春日暄妍 3 第 3 章
江晚芙睨了一眼有意為師暄妍撐腰的婆子,齊宣大長公主身邊的近人,用一種蹙額的、含了三分鄙薄之意的目光回敬而來。
張氏在斥責她的不知尊卑。
師暄妍即便曾經養在洛陽,但如今聖人降下罪己詔,她回來了,這侯府嫡女的位份,便仍舊是她師暄妍的。
其實江晚芙也心知肚明。
可這許多年來,都是她侍奉在姑母身邊,承歡膝下,無不恭順柔媚,姑母對她也視若己出,自她來了開國侯府,姑母和姑丈便再未念及師暄妍,她與侯府上下打成一片,叔嬸伯娘還有那些表兄弟姊妹們,都認了她為親。
她苦心經營了九年,難道僅因為師暄妍一朝回來,便要拱手相讓。
江晚芙挪到了師暄妍邊上,手心裡攥著的宮花,被她下定了決心之後,隨手一把拋在盤上,大度得體地微一斂衽。
「姊姊想要,就是姊姊的。

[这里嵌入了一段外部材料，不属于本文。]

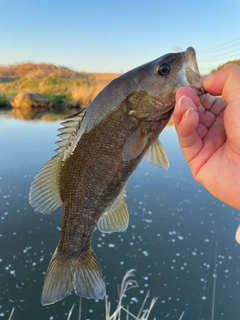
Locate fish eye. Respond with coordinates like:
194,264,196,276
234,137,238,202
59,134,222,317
158,63,171,76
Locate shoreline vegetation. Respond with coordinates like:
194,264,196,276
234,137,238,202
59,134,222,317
0,62,120,116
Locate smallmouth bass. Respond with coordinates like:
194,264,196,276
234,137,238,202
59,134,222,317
29,47,204,305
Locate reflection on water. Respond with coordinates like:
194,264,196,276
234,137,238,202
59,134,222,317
0,110,240,320
5,108,79,121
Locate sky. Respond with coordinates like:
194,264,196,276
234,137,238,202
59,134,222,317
0,0,240,73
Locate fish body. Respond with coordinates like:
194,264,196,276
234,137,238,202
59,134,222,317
30,48,202,305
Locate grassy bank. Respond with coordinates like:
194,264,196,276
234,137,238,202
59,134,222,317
0,63,118,108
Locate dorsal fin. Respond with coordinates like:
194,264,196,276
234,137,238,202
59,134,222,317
55,109,86,161
145,139,169,170
29,110,86,213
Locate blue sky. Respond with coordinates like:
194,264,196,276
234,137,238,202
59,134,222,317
0,0,240,73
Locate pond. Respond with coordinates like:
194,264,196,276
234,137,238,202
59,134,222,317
0,111,240,320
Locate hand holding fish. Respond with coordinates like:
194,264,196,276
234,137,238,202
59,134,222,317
173,64,240,209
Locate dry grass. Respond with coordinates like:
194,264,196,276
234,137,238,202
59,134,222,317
67,269,157,320
0,62,86,80
0,63,119,108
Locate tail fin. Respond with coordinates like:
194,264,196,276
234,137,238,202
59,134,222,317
41,249,106,306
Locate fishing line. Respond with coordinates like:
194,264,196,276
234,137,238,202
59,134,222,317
197,211,218,320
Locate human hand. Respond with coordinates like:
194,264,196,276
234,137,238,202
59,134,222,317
173,64,240,209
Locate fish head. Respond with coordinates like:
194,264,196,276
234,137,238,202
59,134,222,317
135,47,205,117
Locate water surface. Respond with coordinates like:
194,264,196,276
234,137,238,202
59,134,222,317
0,112,240,320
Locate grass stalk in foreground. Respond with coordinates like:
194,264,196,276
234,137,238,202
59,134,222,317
67,269,158,320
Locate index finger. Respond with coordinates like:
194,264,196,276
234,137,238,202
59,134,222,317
202,64,240,103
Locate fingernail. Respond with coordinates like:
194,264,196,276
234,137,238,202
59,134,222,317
183,108,195,118
176,96,186,108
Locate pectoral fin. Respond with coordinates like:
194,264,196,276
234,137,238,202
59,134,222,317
122,128,148,161
98,190,129,233
145,139,169,170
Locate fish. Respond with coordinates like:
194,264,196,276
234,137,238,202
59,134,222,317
29,47,204,306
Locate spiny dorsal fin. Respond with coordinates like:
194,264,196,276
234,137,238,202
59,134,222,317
145,139,169,170
122,128,148,161
97,191,129,233
55,109,86,161
29,110,86,214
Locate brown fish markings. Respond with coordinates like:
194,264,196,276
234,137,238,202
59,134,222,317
30,48,202,305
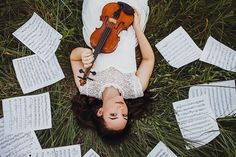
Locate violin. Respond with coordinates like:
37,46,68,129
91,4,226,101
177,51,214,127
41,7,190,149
78,2,134,86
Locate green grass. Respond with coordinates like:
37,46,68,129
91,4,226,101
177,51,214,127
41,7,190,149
0,0,236,157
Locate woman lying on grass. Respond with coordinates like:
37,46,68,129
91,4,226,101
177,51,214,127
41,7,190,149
70,0,155,142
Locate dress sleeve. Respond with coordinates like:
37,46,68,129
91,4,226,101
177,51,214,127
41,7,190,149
133,75,144,98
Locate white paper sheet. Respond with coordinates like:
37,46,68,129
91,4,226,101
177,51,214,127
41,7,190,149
156,27,202,68
173,95,220,149
2,93,52,134
147,141,177,157
13,13,62,61
13,55,65,94
83,148,100,157
189,80,236,118
200,36,236,72
0,118,41,157
31,145,81,157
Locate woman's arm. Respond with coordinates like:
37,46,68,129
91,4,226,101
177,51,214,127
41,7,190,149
70,47,94,87
133,11,155,91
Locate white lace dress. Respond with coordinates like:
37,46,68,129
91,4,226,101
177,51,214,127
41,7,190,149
77,0,149,99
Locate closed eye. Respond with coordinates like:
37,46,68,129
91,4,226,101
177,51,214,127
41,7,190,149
122,114,128,120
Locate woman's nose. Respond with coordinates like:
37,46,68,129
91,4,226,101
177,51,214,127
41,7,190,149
119,104,124,110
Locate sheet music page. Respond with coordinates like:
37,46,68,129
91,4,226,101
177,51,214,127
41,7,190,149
83,148,100,157
13,13,62,61
31,145,81,157
2,93,52,134
156,27,202,68
173,95,220,149
200,36,236,72
147,141,177,157
189,80,236,118
13,55,65,94
0,118,41,157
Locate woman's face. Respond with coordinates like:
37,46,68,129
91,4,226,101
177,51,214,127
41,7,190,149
97,96,128,130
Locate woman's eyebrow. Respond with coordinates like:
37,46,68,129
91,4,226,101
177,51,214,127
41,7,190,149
109,117,118,120
122,114,128,120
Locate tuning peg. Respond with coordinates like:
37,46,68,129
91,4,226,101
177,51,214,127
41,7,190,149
79,69,84,73
90,71,97,76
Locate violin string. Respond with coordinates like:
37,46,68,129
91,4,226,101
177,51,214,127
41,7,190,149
83,22,114,80
96,23,113,52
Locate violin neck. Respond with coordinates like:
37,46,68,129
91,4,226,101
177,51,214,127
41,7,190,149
94,27,111,60
83,27,111,80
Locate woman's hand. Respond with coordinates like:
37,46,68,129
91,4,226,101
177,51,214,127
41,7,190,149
133,9,141,30
81,50,94,68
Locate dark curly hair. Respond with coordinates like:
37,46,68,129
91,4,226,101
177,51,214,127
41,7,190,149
71,92,151,144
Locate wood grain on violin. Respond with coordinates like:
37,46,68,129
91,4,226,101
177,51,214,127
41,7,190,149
78,2,134,86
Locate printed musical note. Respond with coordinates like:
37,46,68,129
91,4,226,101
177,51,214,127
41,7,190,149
31,145,81,157
13,13,62,61
189,80,236,118
0,118,41,157
13,55,65,94
83,148,100,157
200,36,236,72
173,95,220,149
156,27,202,68
147,141,177,157
2,93,52,134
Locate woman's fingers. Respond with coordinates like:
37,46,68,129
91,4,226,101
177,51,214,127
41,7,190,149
82,51,94,68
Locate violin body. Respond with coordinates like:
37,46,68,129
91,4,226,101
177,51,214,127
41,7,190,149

姊姊是有福氣的人,能得到大長公主如此賞識。」
僕婦張氏身姿不動,只對江夫人道了一聲:「還禮已贈到,還請諸位夫人娘子儘快更衣,太子殿下的冠禮即將開始了。」
太子寧恪是元後所出,當年元後產子之後,虛弱難治,太子不及足歲,便撒手人寰,聖人把元後留下來的孩子視若珍寶,此次及冠禮上,不但有當世大儒、一代詞宗,更有車騎走馬、英雄狩鹿。
開國侯府在邀請之列,不敢有分毫怠慢。
江夫人回話道:「稍後便來。」
師暄妍的指尖搭在了那朵宮花上,雪膩如酥的肌膚自錦枝團花紋雲袖下探出,骨節勻亭,宛若玉筍。
粉霧絹綃的花束,與玉質皓腕相映。
眼見著那朵宮花讓師暄妍拿作了掌中之物,江晚芙暗懷不忿。
但眉眼間到底是柔順的,只是,像受了幾分委屈。
恰逢此時,開國侯自外而歸,年輕時也算是武將的開國侯,身板軒昂壯闊,紫棠色錦衣籠罩之下,透著一股不怒而威的家主氣勢。
江晚芙上前相迎,青嫩的,還透著一團未脫稚氣的銀盤面頰上,掛著淡淡哀愁:「姑丈,您回了。」
開國侯師遠道環顧廳堂上,看到郭顯家的手中拿來的物事,眉目籠起沉凝之色。
江夫人了解丈夫,最擅長看他眼色,上前道:「侯爺,這是怎了?」
師遠道垂下衣袍,神情怫然:「適才我自太子詹事那兒吃了兩盞酒,他向我打聽家中,問及芙兒。」
說到自己,江晚芙胸脯撲撲地跳,似油星子亂濺,慌神間抬眸。
江夫人忙不迭道:「侯爺怎生回的?」
師遠道看一眼江晚芙,像是安撫:「放心,我自是滿口回絕,芙兒年歲尚小,不急著婚配,何況她自幼養在我江家,是我江家女兒,他要拿我家的女兒配他那庶子,是斷然配不得。芙兒的婚事,我替你記在心上,定是會仔細籌謀。」
開國侯這話,便是一顆定心丸,江夫人吃一半,江晚芙吃一半,兩人的心都安回了肚裡。
唯獨師暄妍,長長的睫羽垂覆,明麗得含了些許嫵媚之意的美眸安靜地壓著,仿佛聽不到他們一家人的談話。
江夫人上前挽住丈夫臂膀,帶他往裡間去,邊走邊道:「太子冠禮的時辰要到了,侯爺先更衣去。對了,今日齊宣大長公主派人透露,說是相中了般般,像是要替般般與襄王殿下做媒。」
師遠道頓步,回頭看一眼乖巧安謐、未發一言的師暄妍,若有所思。
這女娘養在外頭多年,聽江家人來信說,師暄妍是個偏激不饒人的性子,她回府後卻步步為營、處處謹慎,如此藏鋒內斂,多半是心懷籌算。
「齊大非偶。」師遠道只留了一句。
江晚芙傍著姑母與姑丈,離開了花廳。
師暄妍放下那支宮花,郭顯家的似乎要說兩句話,她眸光微閃,玉指轉而去,拿了那枚雨露玉符:「嬤嬤,般般身上不適,稍後便不去赴宴了。」
郭顯家的聽出了意思,家主說「齊大非偶」,便是不樂見二娘子與襄王殿下的事,二娘子謙恭柔弱,不敢拂逆父親心意,便自請退下,這正是她的謹慎體貼。